• older people;
  • falls prevention;
  • preferences;
  • adherence;
  • barriers;
  • facilitators;
  • individualised


Background: A systematic review was undertaken of qualitative and quantitative studies and reviews that focus on older people's views and experiences of falls prevention. The review was undertaken to provide an additional dimension to the clinical effectiveness evidence provided by a Cochrane review on falls prevention (Gillespie et al. 2003) to inform the development of a national guideline on falls prevention in older people. As guideline recommendations or policies relating to preventive strategies have the potential to increase health care costs, it is important that all sources of evidence are reviewed by guideline development groups so that an understanding is achieved of the acceptability and sustainability of interventions in relation to different groups and settings.

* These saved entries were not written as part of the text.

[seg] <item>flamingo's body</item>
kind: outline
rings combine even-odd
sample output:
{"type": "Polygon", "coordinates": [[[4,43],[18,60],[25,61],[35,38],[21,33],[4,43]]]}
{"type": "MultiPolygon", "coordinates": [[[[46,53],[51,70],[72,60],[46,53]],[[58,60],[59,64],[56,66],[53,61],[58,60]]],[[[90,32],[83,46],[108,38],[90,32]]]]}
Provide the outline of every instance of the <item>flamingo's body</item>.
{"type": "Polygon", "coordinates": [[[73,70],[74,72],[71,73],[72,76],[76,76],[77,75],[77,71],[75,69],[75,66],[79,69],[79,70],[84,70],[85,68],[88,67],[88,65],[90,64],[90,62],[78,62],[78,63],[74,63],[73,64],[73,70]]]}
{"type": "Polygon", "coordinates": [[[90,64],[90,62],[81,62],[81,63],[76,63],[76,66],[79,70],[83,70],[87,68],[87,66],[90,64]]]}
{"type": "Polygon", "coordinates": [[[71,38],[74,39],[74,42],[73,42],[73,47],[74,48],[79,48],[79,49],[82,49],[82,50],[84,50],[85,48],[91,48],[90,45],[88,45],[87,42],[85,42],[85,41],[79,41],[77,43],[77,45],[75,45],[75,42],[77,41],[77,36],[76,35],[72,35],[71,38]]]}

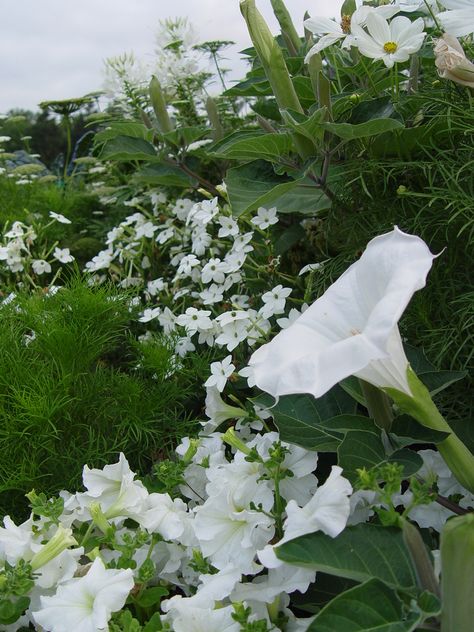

Method: Accordingly, this review examined the literature on the views, preferences, and experiences of older people in relation to falls prevention strategies. Twenty-four studies meeting the inclusion criteria were critically reviewed and were then summarized into evidence tables. The key facilitators and barriers to participation in falls prevention programs were derived from the commonly occurring and consistent themes arising from the reviewed studies. The implications of these findings for the clinical effectiveness review conclusions were then taken into account.

Findings: Several important findings emerged. These included preferences for falls prevention strategies not involving behaviour change among some groups, the need to promote the social value of falls prevention programs, and the importance of identifying and addressing factors associated with activity avoidance.

Conclusions and Implications: In terms of the impact of these findings on the Cochrane review, the most important implication is that although trials of multifactorial falls prevention packages have reported beneficial results, in clinical practice it is important to consult with individual potential participants and find out what characteristics they are willing to modify, and what changes they are prepared to make to reduce their risk of falling. Otherwise, there is the risk that expensive programs are not properly targeted or fail to achieve maximum participation rates. Further work on the most robust and pragmatic methods of synthesizing disparate studies on patients' views and preferences to inform evidence-based guideline recommendations is needed.